Tim Sweeney on devs using AI: "We don't ban games for using new technologies"
Epic Games CEO Tim Sweeney has opened up about the use of AI tools in game development. He also threw shade at Steam, saying that the EGS doesn’t ban titles for “using new technologies.”
The whole thing started over the weekend, when one developer wrote on Reddit that Steam has banned their game for the use of an optional ChatGPT mode. The story also went viral on X (Twitter), with Y Combinator CEO Garry Tan calling Valve’s anti-AI stance “idiotic.”
Tim Sweeney eventually appeared in the comments (spotted by Game Developer), encouraging the developer to put their title on the Epic Games Store. “We don’t ban games for using new technologies,” he wrote.
Put it on the Epic Games Store. We don’t ban games for using new technologies.
— Tim Sweeney (@TimSweeneyEpic) September 2, 2023
The Epic Games boss then elaborated on the matter, saying that all the concerns about AI-generated assets make sense, a “product that contains a lot of human made content plus some AI content can be protected as a whole, even if it some specific assets alone aren’t protected.”
“My view is that, while one could abuse generative AI as a copying mechanism by overtraining or conditioning it to intentionally reproduce something substantially similar to a particular work (just as a human artist can), that’s not usually the case,” he noted.
Sweeney added that Epic Games doesn’t train genAI on any customer content on its own services or marketplaces: “These are just my thoughts on why we shouldn’t assume all generative AI is terrible or infringing.”
And if it were the case, it’s hard to see how it wouldn’t lead by similar reasoning to the conclusion that every work done by a human artist is a derivative work of everything that artist has ever seen, by virtue of it contributing to the wiring of the neurons in their brain.

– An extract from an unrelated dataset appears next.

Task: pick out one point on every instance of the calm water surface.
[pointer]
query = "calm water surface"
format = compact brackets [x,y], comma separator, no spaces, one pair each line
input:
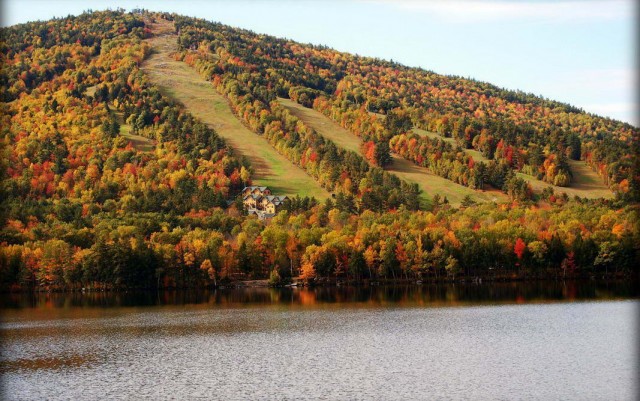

— Tim Sweeney (@TimSweeneyEpic) September 3, 2023
This is not the first time Sweeney has shared his thoughts on AI. Last year, he commented on the controversy around ArtStation (owned by Epic Games) and protests from digital artists. “I don’t want Epic to be a company that stifles innovation. Been on the wrong side of that too many times,” he said at the time.
When it comes to Valve’s stance on AI, earlier this year several developers complained that Steam was banning their games for the use of AI-generated assets. The company then explained that the main reason was “legal uncertainty relating to data used to train AI models.”
“We welcome and encourage innovation, and AI technology is bound to create new and exciting experiences in gaming,” Valve said in a statement. “While developers can use these AI technologies in their work with appropriate commercial licenses, they can not infringe on existing copyrights.”